Restarting a Stuck Azure Batch Pool (SCH-759)

Problem

SCHISM jobs running on spot / low-priority Azure Batch pools can get stuck when:

One or more spot VMs are preempted (evicted) by Azure.
The remaining nodes continue to run but no longer make progress.
No new nodes are provisioned because the autoscale formula still sees "running" tasks.
The job appears active and continues to accrue charges even though nothing is computing.

The only reliable fix is to:

Resize the pool to 0 nodes (kills all VMs, cancels/requeues stuck tasks).
Restore the original autoscale formula so the pool scales back up and tasks restart on fresh nodes.

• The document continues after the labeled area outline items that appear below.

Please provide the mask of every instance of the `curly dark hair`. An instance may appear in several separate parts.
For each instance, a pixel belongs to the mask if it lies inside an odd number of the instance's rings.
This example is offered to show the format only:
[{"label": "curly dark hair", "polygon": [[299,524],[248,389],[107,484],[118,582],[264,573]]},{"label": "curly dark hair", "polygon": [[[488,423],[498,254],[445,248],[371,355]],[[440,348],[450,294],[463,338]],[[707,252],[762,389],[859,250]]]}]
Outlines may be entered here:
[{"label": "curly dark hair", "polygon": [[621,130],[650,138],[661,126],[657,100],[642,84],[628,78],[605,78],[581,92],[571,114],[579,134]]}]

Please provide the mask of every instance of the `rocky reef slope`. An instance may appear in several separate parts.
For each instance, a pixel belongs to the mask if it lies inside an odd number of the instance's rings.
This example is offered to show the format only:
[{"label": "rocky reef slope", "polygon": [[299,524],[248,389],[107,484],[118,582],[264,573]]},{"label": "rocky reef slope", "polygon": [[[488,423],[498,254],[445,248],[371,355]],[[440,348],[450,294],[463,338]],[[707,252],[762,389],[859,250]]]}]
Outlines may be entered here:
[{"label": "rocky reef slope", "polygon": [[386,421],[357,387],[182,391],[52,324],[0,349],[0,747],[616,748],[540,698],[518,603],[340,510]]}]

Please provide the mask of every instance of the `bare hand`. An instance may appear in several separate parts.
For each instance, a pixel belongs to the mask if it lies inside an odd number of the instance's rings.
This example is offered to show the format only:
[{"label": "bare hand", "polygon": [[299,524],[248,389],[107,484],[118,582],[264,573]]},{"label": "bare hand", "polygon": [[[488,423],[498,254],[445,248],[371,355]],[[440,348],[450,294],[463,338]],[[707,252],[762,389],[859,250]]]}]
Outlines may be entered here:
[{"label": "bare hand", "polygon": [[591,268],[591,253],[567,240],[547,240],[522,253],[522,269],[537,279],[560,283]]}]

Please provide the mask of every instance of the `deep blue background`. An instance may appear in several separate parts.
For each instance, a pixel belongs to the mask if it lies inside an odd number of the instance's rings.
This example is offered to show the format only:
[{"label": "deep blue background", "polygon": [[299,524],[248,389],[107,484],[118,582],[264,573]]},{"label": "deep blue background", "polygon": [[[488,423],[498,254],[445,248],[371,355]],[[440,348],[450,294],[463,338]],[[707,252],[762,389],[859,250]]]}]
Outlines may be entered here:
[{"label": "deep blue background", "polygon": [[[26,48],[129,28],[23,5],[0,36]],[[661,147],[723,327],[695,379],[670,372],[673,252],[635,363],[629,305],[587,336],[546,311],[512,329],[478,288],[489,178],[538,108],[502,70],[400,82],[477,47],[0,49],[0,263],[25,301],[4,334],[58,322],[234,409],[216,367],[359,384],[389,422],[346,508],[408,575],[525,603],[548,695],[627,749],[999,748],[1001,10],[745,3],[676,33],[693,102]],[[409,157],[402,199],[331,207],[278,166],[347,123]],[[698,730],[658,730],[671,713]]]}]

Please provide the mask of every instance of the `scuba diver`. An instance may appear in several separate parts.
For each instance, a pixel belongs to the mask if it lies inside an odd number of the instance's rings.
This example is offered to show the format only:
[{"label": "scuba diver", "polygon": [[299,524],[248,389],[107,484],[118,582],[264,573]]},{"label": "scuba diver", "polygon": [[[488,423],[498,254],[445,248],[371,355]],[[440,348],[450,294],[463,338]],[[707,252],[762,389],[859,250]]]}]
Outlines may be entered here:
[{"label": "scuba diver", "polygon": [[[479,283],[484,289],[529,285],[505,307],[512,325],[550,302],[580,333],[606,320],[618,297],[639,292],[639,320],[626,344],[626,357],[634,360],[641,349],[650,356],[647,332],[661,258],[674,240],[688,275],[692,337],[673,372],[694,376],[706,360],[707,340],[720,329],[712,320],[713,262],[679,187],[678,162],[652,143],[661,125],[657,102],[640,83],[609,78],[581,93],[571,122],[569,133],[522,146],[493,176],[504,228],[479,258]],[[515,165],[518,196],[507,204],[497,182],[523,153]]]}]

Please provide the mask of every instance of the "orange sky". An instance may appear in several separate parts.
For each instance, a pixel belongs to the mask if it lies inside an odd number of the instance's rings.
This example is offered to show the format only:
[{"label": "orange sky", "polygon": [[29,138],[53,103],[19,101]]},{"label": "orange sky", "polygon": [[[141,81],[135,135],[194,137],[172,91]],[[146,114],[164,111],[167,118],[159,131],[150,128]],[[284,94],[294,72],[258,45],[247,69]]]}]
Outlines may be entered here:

This solution provides three ways to do that:

Method	When to use
`restart_stuck_pool.sh`	Quick on-demand bash fix from your laptop
`dmsbatch restart-stuck-pool` / `python -m dmsbatch.restart_stuck_pool`	Python / CLI, integrates with existing tooling
Azure Automation + Alert	Fully automated, runs when Azure Monitor fires an alert

Quick start – on-demand bash script

# From the repo root
chmod +x runbooks/restart_stuck_pool.sh

bash runbooks/restart_stuck_pool.sh \
    --resource-group  <my-rg>            \
    --batch-account   <my-batch-account> \
    --pool-id         <my-pool-id>

The script will:

Read the current autoscale formula from the pool.
Disable autoscale and resize the pool to 0 (--node-dealloc requeue by default, so stuck tasks are requeued and will restart on fresh nodes).
Wait up to 30 minutes for the pool to drain (configurable via --wait-minutes).
Re-enable the original autoscale formula.

Prerequisites

az CLI installed and authenticated (az login or managed identity).
The caller needs Contributor (or at minimum Azure Batch Data Contributor) on the Batch account.

On-demand Python / CLI

# Install dependencies (once)
pip install azure-identity azure-mgmt-batch

# Run via dmsbatch CLI
dmsbatch restart-stuck-pool \
    --subscription-id <sub-id>          \
    --resource-group  <my-rg>           \
    --batch-account   <my-batch-account>\
    --pool-id         <my-pool-id>

# Or via schism sub-command
dmsbatch schism restart-stuck-pool \
    --subscription-id <sub-id>          \
    --resource-group  <my-rg>           \
    --batch-account   <my-batch-account>\
    --pool-id         <my-pool-id>

# Or directly
python -m dmsbatch.restart_stuck_pool \
    --subscription-id <sub-id>          \
    --resource-group  <my-rg>           \
    --batch-account   <my-batch-account>\
    --pool-id         <my-pool-id>      \
    --wait-minutes 20                   \
    --node-dealloc requeue

Authentication uses DefaultAzureCredential — works with az login, environment-variable service principals, and Managed Identity.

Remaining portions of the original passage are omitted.